ESPECTáCULOS › “LA MIRADA DE LOS OTROS”, UNA COMEDIA ACIDA SOBRE HOLLYWOOD
Cómo dirigir una película a ciegas
De vuelta en forma, Woody Allen arremete contra la concepción del cine que impera en las mansiones con pileta de Beverly Hills.
Por Luciano Monteagudo
Ya se sabe: Woody Allen ama Nueva York y detesta Hollywood. Lo dijo una y otra vez en la mayoría de sus 35 películas y muy particularmente en Dos extraños amantes (1977), donde se ensañaba hasta con el sol que brilla en California y que él no puede tolerar. Ahora en Hollywood Ending (insólitamente rebautizada para su estreno local como La mirada de los otros), Woody vuelve a la carga contra el tipo de cine que se perpetra en las mansiones con piscina de Beverly Hills y también, por supuesto, contra la peculiarísima fauna que las habita. Y no lo hace mal, al punto que por fin parece retomar un poco el humor y el ingenio que parecía definitivamente perdido en Ladrones de medio pelo (su peor película en décadas) y que apenas asomaba con intermitencias en los mejores pasajes de La maldición del escorpión de jade, su film inmediatamente anterior.
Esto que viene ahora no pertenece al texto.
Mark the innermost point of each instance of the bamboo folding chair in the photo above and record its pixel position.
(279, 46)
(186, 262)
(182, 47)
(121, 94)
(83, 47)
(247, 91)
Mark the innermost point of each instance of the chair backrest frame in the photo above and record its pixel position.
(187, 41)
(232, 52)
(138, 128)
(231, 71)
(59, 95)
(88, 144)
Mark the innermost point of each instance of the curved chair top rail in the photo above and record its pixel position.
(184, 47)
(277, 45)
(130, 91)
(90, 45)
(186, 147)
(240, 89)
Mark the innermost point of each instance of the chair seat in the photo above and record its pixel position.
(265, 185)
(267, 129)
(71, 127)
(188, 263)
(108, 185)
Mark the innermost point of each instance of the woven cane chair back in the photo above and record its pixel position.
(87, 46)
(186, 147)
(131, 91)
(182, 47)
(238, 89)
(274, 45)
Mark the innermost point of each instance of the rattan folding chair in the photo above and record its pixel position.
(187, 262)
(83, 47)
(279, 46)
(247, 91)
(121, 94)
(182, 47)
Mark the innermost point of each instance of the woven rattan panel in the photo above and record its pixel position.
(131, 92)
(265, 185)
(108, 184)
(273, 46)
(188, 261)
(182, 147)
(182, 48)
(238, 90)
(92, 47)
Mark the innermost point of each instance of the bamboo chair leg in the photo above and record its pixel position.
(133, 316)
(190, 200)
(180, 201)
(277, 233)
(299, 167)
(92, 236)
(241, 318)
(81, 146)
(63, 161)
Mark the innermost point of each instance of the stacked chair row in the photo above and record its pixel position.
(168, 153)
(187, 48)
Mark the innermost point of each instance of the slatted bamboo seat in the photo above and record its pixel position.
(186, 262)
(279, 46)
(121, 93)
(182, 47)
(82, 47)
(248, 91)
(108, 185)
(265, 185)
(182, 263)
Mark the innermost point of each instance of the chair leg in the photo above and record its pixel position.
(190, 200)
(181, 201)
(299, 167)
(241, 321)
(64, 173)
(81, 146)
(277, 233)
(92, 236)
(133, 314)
Aquí Allen es Val Waxman, un director que supo tener su prestigio, que ganó incluso un par de Oscar, pero que desde hace un buen tiempo está fuera de circulación y es un auténtico has been. A causa de sus manías y de sus neurosis, en Hollywood no lo quieren ni ver en fotos. Y lo más cerca que llega a estar de una película es un comercial de desodorantes que tiene que filmar en medio de una tormenta de nieve en la frontera con Alaska y cuyo rodaje deja inconcluso, en medio de los alces. Para colmo de males, su ex mujer, Ellie (Téa Leoni), que supo ser su productora, lo dejó rezongando solo en Nueva York, se mudó a Los Angeles y está comprometida con el jefe de un gran estudio (Treat Williams) que, en su orgullosa, soberbia ignorancia no cuesta reconocer un retrato de Harvey Weinstein, el temido patrón de Miramax (por cierto, el estudio rival de DreamWorks, la compañía que últimamente respalda a Woody).
Que Ellie vuelva a pensar en Val para un proyecto llamado La ciudad que nunca duerme y que se pretende un ambicioso homenaje a Nueva York parece más una expresión de conciencia culposa que una decisión artística. “No hay otro director como él”, lo defiende una y otra vez. Y es verdad: ningún otro director puede llegar a ser tan inseguro, al punto que una vez convencido por su agente (Mark Rydell) de que se trata de una oportunidad única para relanzar su carrera, Val –antes del primer día de rodaje– se queda psicosomáticamente... ciego.
Hay algo de la ya muy lejana Recuerdos (1980) en esta Hollywood Ending, en la medida en que allí Woody –por entonces en clave felliniana– también interpretaba a un cineasta maniático y depresivo. Y en sus pullas a la vanidad y frivolidad del mundo del espectáculo, su nueva película remite sin duda a Disparos sobre Broadway y particularmente a Celebrity. Pero a diferencia de esos antecedentes, aquí la mano de Allen parece más liviana y menos pretenciosa. Se diría que por momentos incluso se divierte a la manera del viejo vodevil, con esos inverosímiles enredos que se suscitan en el set de filmación, donde casi todos ignoran que Val es incapaz de ver aquello que está filmando.
Las bromas internas están a la orden del día y se suceden los nombres propios (Peter Bogdanovich es uno de varios), pero no por ello Allen deja de reírse un poco de sí mismo, como cuando exige –como él solía hacer cuando convocaba al iluminador de Zhang Jimou– un director de fotografíachino, que sólo habla mandarín y de quien se dice que tiene una amplia experiencia en “los documentales del Ejército Rojo”. Hay también alguna veta melodramática (el reencuentro de Val con su hijo), en la que la crítica francesa quiso ver un homenaje a Charles Chaplin, pero ése se diría que es el costado menos logrado de su película y que esa comparación sólo puede provenir de esos mismos críticos incondicionales a quienes Allen les dedica el final feliz del que habla Hollywood Ending.